Hafford, who was HIV-positive but otherwise healthy, agreed to participate in the NIH-funded research project that provided her multiple doses of nevirapine, also known as Viramune, to protect her soon-to-be-born son, Sterling, from getting HIV at birth.

The project was an outgrowth of earlier research in Africa that concluded the drug could be taken in single doses safely to protect newborns half the time.

"She didn't want her baby to be born with HIV infection if it could be prevented at any cost," said King, her sister.

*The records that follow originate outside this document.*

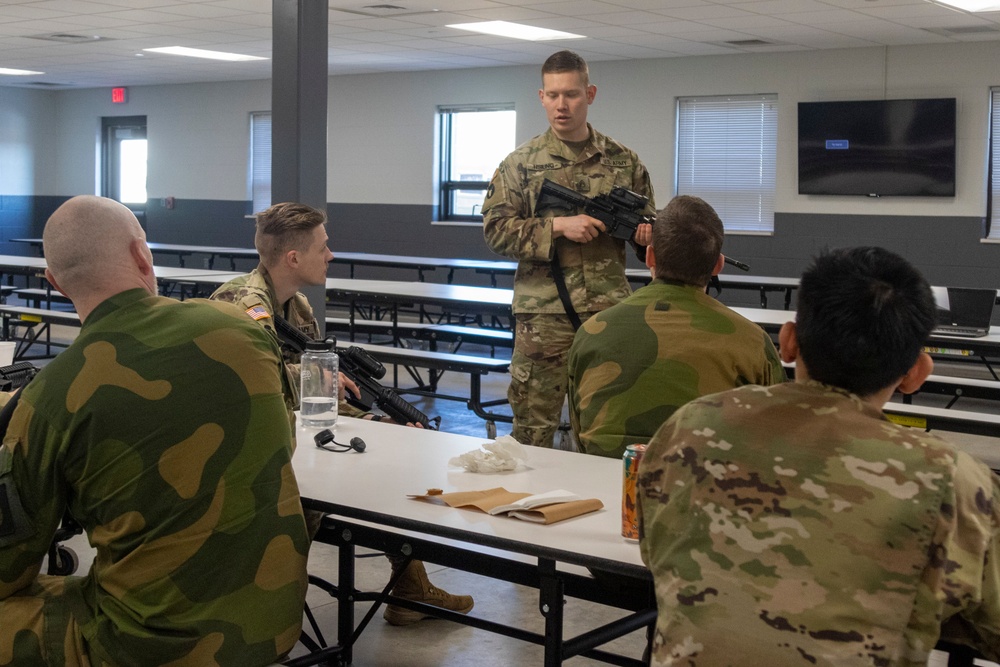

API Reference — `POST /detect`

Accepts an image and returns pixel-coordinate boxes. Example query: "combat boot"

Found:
[382,560,474,625]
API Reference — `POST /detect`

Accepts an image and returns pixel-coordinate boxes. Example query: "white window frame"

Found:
[437,103,515,223]
[674,93,778,234]
[254,111,271,214]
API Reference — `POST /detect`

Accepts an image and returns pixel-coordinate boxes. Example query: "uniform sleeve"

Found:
[629,155,656,263]
[632,156,656,215]
[635,407,685,575]
[483,157,552,262]
[758,331,788,386]
[941,452,1000,660]
[0,401,66,600]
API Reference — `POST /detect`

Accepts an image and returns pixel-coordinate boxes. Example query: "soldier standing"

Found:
[483,51,656,447]
[0,196,309,667]
[638,248,1000,667]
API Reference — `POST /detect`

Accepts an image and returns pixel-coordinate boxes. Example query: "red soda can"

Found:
[622,445,646,541]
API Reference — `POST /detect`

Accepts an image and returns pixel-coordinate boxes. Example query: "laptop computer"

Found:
[932,287,997,338]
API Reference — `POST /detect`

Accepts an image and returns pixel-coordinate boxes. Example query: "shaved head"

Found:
[42,195,155,314]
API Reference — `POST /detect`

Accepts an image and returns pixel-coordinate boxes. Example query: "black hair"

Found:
[795,247,936,396]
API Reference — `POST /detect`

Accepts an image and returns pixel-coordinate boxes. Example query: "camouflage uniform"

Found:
[569,280,785,458]
[0,289,308,666]
[639,382,1000,667]
[483,124,656,447]
[211,264,367,424]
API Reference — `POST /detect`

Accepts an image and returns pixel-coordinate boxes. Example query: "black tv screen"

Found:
[799,98,955,197]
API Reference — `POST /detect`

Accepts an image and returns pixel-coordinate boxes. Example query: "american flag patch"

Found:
[247,303,271,320]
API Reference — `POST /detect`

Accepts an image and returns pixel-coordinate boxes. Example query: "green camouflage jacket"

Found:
[483,125,656,314]
[569,280,785,458]
[638,382,1000,667]
[0,289,309,666]
[210,264,367,417]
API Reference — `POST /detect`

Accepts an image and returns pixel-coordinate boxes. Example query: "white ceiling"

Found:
[0,0,1000,88]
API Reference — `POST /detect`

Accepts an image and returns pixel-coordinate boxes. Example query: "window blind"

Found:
[250,111,271,213]
[986,88,1000,240]
[676,94,778,233]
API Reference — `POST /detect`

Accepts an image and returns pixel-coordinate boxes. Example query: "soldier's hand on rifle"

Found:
[552,215,605,243]
[632,222,653,245]
[337,373,361,401]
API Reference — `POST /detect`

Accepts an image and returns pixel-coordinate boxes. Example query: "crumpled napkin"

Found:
[448,435,527,472]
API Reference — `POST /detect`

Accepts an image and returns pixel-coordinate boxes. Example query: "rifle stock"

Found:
[272,315,434,429]
[535,178,653,241]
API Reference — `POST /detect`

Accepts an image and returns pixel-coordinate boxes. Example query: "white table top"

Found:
[0,255,48,271]
[153,266,246,285]
[293,417,645,573]
[326,278,514,309]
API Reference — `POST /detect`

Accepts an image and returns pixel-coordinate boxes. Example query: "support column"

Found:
[271,0,329,332]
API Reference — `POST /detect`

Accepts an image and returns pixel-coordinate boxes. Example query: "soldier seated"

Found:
[0,196,309,667]
[569,195,785,458]
[638,248,1000,667]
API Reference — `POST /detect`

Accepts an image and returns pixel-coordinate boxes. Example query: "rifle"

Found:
[535,178,653,241]
[0,361,38,391]
[272,315,434,430]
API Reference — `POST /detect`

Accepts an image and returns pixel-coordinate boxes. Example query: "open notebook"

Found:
[933,287,997,338]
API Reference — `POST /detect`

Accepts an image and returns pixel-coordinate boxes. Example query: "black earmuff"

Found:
[313,428,367,454]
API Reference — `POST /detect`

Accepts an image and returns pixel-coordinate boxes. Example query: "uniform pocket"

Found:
[0,445,35,548]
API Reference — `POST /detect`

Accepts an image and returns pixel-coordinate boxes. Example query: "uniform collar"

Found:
[81,287,153,328]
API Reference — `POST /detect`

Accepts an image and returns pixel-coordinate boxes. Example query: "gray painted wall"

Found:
[0,42,1000,286]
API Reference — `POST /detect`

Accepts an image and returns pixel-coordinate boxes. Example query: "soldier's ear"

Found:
[45,269,69,299]
[712,253,726,276]
[778,322,799,364]
[897,352,934,394]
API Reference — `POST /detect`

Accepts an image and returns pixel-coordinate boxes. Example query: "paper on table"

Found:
[409,487,604,524]
[486,489,580,514]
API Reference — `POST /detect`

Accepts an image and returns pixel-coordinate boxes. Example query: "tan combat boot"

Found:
[382,560,474,625]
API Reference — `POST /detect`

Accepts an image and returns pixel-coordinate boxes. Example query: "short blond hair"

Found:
[253,202,326,266]
[542,51,590,88]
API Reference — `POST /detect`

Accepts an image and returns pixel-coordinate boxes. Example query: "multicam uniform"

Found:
[639,382,1000,667]
[211,264,365,417]
[483,124,656,447]
[569,279,785,458]
[0,289,308,666]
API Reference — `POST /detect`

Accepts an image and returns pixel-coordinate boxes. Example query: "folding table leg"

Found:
[538,558,566,667]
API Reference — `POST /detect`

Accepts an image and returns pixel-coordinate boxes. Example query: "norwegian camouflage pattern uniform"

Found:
[569,279,785,458]
[638,382,1000,667]
[0,289,308,667]
[210,264,367,425]
[483,123,656,447]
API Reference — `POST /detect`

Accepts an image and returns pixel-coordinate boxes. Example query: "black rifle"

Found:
[0,361,38,391]
[273,315,434,429]
[535,178,653,241]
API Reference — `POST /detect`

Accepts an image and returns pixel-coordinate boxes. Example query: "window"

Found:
[677,95,778,233]
[438,104,515,222]
[250,111,271,213]
[101,116,146,222]
[986,88,1000,240]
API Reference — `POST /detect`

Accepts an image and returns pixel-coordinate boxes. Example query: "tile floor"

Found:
[31,320,1000,667]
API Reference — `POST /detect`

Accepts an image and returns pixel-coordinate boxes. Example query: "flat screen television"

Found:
[799,98,955,197]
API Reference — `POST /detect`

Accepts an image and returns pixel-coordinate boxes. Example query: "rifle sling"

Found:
[551,253,582,331]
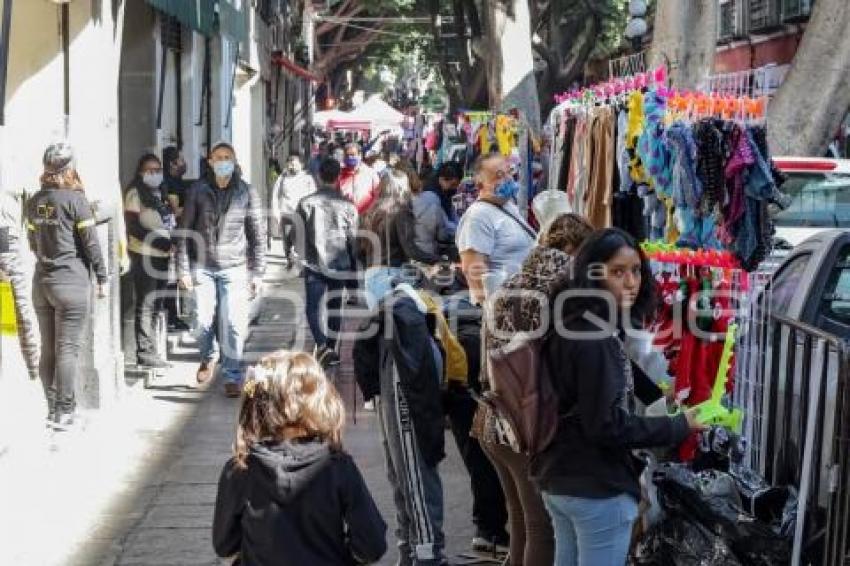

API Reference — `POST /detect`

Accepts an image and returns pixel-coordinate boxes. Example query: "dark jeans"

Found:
[444,388,508,544]
[279,214,296,259]
[130,252,170,363]
[481,442,555,566]
[304,269,346,348]
[32,275,91,414]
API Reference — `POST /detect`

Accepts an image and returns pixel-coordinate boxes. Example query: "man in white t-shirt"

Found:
[272,154,316,264]
[456,155,536,304]
[445,155,534,552]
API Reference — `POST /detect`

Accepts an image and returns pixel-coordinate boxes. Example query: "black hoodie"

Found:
[213,440,387,566]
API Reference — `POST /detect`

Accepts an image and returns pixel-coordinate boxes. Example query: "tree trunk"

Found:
[768,0,850,156]
[486,0,541,133]
[651,0,718,89]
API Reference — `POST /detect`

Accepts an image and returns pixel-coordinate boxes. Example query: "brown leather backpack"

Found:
[484,333,558,456]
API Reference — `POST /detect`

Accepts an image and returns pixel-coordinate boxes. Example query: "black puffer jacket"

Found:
[296,186,357,275]
[177,175,266,275]
[352,291,445,466]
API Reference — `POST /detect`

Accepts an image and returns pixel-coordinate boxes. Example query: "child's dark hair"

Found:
[319,157,341,185]
[233,351,345,470]
[555,228,657,326]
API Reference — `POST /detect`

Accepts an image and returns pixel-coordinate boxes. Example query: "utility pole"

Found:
[302,2,317,156]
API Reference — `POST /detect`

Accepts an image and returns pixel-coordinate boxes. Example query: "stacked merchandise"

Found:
[431,111,543,222]
[548,76,787,271]
[631,242,797,566]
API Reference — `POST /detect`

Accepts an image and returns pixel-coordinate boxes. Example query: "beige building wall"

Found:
[0,0,122,209]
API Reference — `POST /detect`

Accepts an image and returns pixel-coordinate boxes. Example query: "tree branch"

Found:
[314,24,384,75]
[316,0,354,37]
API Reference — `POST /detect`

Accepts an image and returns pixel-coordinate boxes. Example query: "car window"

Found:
[770,254,812,315]
[774,173,850,228]
[821,245,850,325]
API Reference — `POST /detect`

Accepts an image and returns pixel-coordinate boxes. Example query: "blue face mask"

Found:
[345,156,360,169]
[493,178,519,201]
[213,160,236,179]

Hafford died Aug. 1, 2003, less than 72 hours after giving birth. Sterling was delivered prematurely by Caesarean section as his mother was dying. Though premature, he was spared from HIV and is healthy.

NIH's documents suggest Hafford's life might also have been spared if the drug had been stopped when the first liver problems showed up in her blood work two weeks before death.

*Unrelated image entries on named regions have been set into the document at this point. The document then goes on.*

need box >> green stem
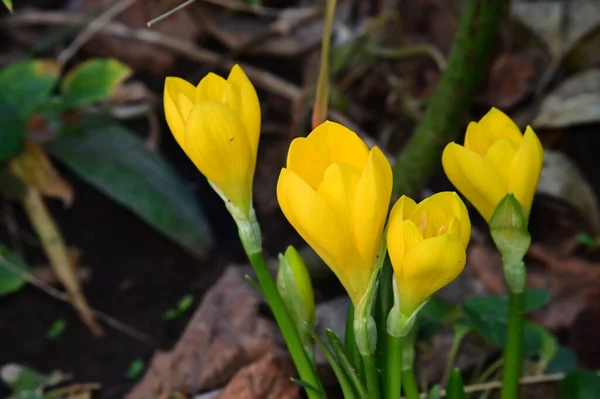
[247,252,325,399]
[501,292,525,399]
[361,353,380,399]
[402,367,419,399]
[312,0,336,129]
[394,0,508,196]
[344,302,363,376]
[384,334,402,399]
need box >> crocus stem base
[245,250,325,399]
[501,292,525,399]
[384,334,402,399]
[361,353,380,399]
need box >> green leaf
[47,125,213,257]
[446,367,466,399]
[463,289,550,355]
[0,244,29,296]
[0,363,68,397]
[558,370,600,399]
[46,318,67,339]
[2,0,13,12]
[125,359,146,380]
[427,385,442,399]
[0,95,26,162]
[0,60,59,119]
[546,346,577,374]
[61,58,131,108]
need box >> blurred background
[0,0,600,398]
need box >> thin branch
[58,0,138,67]
[0,255,158,347]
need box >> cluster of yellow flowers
[164,66,543,317]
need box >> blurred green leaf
[46,318,67,339]
[47,125,213,257]
[125,359,146,380]
[0,95,25,162]
[2,0,13,12]
[0,244,29,296]
[558,370,600,399]
[0,60,59,119]
[0,363,68,399]
[546,346,577,374]
[463,290,550,356]
[61,58,131,108]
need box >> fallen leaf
[511,0,600,68]
[533,69,600,128]
[216,356,299,399]
[70,0,200,76]
[485,51,543,109]
[537,149,600,229]
[11,140,75,207]
[127,267,281,399]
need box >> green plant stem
[312,0,336,129]
[384,334,402,399]
[501,292,525,399]
[361,353,380,399]
[344,302,363,376]
[247,252,325,399]
[394,0,508,196]
[402,367,419,399]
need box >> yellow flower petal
[479,108,523,147]
[227,65,261,157]
[390,195,417,224]
[485,139,518,187]
[508,126,544,215]
[307,121,369,173]
[400,234,466,316]
[184,101,255,214]
[286,137,327,190]
[465,122,492,155]
[317,163,360,238]
[410,191,471,246]
[442,143,507,221]
[353,147,393,262]
[163,76,195,148]
[194,72,228,104]
[277,168,360,304]
[387,219,423,282]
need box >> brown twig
[57,0,138,68]
[0,255,158,347]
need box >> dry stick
[58,0,138,67]
[394,0,508,196]
[0,255,158,347]
[23,188,104,336]
[7,10,386,153]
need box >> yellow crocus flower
[277,121,392,306]
[387,192,471,318]
[442,108,544,222]
[164,65,261,218]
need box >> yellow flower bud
[164,65,261,218]
[277,121,392,306]
[387,192,471,318]
[442,108,544,222]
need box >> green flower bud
[277,245,315,342]
[489,193,531,293]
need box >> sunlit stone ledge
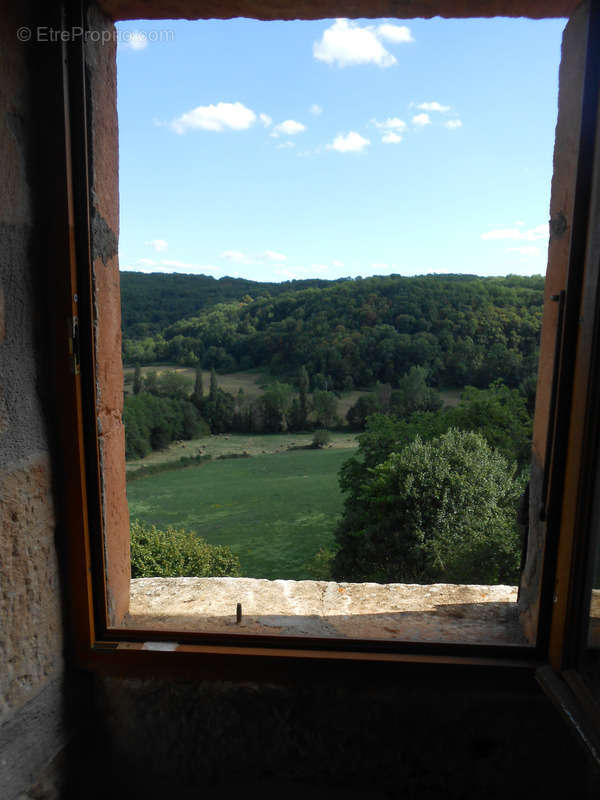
[123,578,525,644]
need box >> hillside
[122,273,544,390]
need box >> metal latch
[67,317,79,375]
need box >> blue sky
[117,13,565,281]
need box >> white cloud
[120,31,148,51]
[271,119,306,137]
[381,131,402,144]
[327,131,371,153]
[170,103,256,134]
[417,100,450,113]
[313,19,396,67]
[160,259,219,272]
[219,250,254,264]
[377,22,414,44]
[261,250,287,261]
[504,245,540,256]
[371,117,406,131]
[144,239,169,253]
[412,114,431,128]
[481,223,548,242]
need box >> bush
[130,520,241,578]
[312,430,331,450]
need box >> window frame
[51,0,600,700]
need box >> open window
[48,0,600,752]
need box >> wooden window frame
[48,0,600,732]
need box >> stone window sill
[122,578,527,646]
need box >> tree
[333,429,523,584]
[133,363,143,394]
[261,381,294,432]
[130,519,240,578]
[312,389,337,428]
[346,394,380,430]
[208,367,219,403]
[191,366,204,408]
[298,365,310,430]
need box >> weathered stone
[100,0,577,20]
[0,457,62,722]
[124,578,524,644]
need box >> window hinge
[67,317,79,375]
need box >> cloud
[119,31,148,52]
[271,119,306,137]
[144,239,169,253]
[481,223,549,242]
[169,103,256,134]
[261,250,287,261]
[377,22,414,44]
[327,131,371,153]
[417,100,450,113]
[504,245,540,256]
[313,19,412,67]
[371,117,406,131]
[412,114,431,128]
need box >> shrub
[130,520,240,578]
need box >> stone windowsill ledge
[123,578,526,645]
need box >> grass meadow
[127,446,354,580]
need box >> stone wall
[0,0,76,800]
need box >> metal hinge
[67,317,79,375]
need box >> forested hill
[121,272,342,339]
[123,273,544,389]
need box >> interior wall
[0,0,587,800]
[0,0,83,800]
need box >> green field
[127,448,354,580]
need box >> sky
[117,18,566,281]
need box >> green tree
[333,429,523,584]
[130,520,240,578]
[191,366,204,408]
[312,389,337,428]
[298,365,310,429]
[133,364,143,394]
[208,367,219,403]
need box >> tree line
[123,275,544,391]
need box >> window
[50,2,600,756]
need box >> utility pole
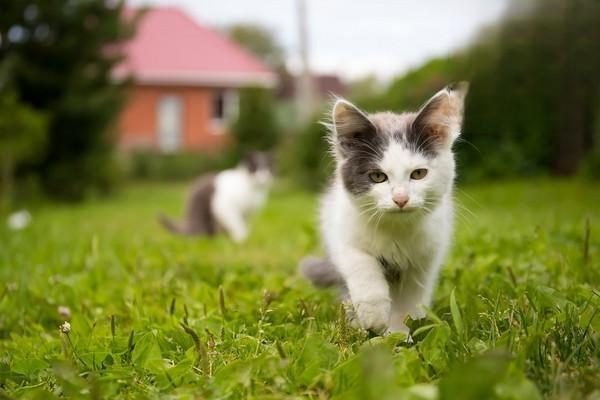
[295,0,315,123]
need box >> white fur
[211,167,272,243]
[320,94,459,332]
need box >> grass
[0,181,600,400]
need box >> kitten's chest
[360,222,435,271]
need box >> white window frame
[211,89,240,135]
[156,94,184,153]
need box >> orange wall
[118,86,226,150]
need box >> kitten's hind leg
[157,215,187,235]
[298,257,344,287]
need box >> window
[212,89,239,134]
[157,95,183,153]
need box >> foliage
[279,117,335,190]
[0,181,600,400]
[0,0,137,199]
[121,152,235,181]
[0,91,47,208]
[357,0,600,180]
[231,87,280,156]
[227,24,285,69]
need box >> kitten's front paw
[354,298,392,334]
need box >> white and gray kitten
[300,83,468,333]
[160,152,272,242]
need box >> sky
[128,0,510,80]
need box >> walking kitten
[160,152,272,242]
[300,83,468,333]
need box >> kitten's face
[242,152,273,186]
[333,84,467,215]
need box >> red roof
[114,7,276,87]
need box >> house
[113,7,276,152]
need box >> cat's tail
[158,214,188,235]
[298,257,344,287]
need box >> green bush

"This case was particularly unfortunate b/c (because) the PI (principle investigative doctor) didn't stop drug when grade 3 liver enzymes were reported," Dr. Jonathan Fishbein, NIH's chief of good research practices, told Tramont in an August 2003 e-mail.

Fishbein, who is seeking federal whistleblower protection after raising concerns about NIH's practices, told AP that Hafford's death is attributable to a bigger problem in government research.

"This is not just a clinical trial issue, this is a healthcare issue. The public expects that diagnostic test results are promptly evaluated and acted on, if need be," Fishbein said. "Sadly, this is but one example where an assessment was not done quickly and it cost this young mother her life."

NIH's official review determined the Memphis hospital failed to react to lab results that showed her liver failure was starting well before she died. "The site had identified that there was a delay in reviewing laboratory evaluations from the clinic visit the week before she presented with clinical hepatitis," an Aug. 15, 2003, report concluded.

The official investigative files cited "drug-induced hepatitis" of the liver as the cause of death.

As is routine after a research-related death, NIH ordered changes to the rules its researchers followed in the nevirapine studies to ensure the early detection of liver problems, the memos show.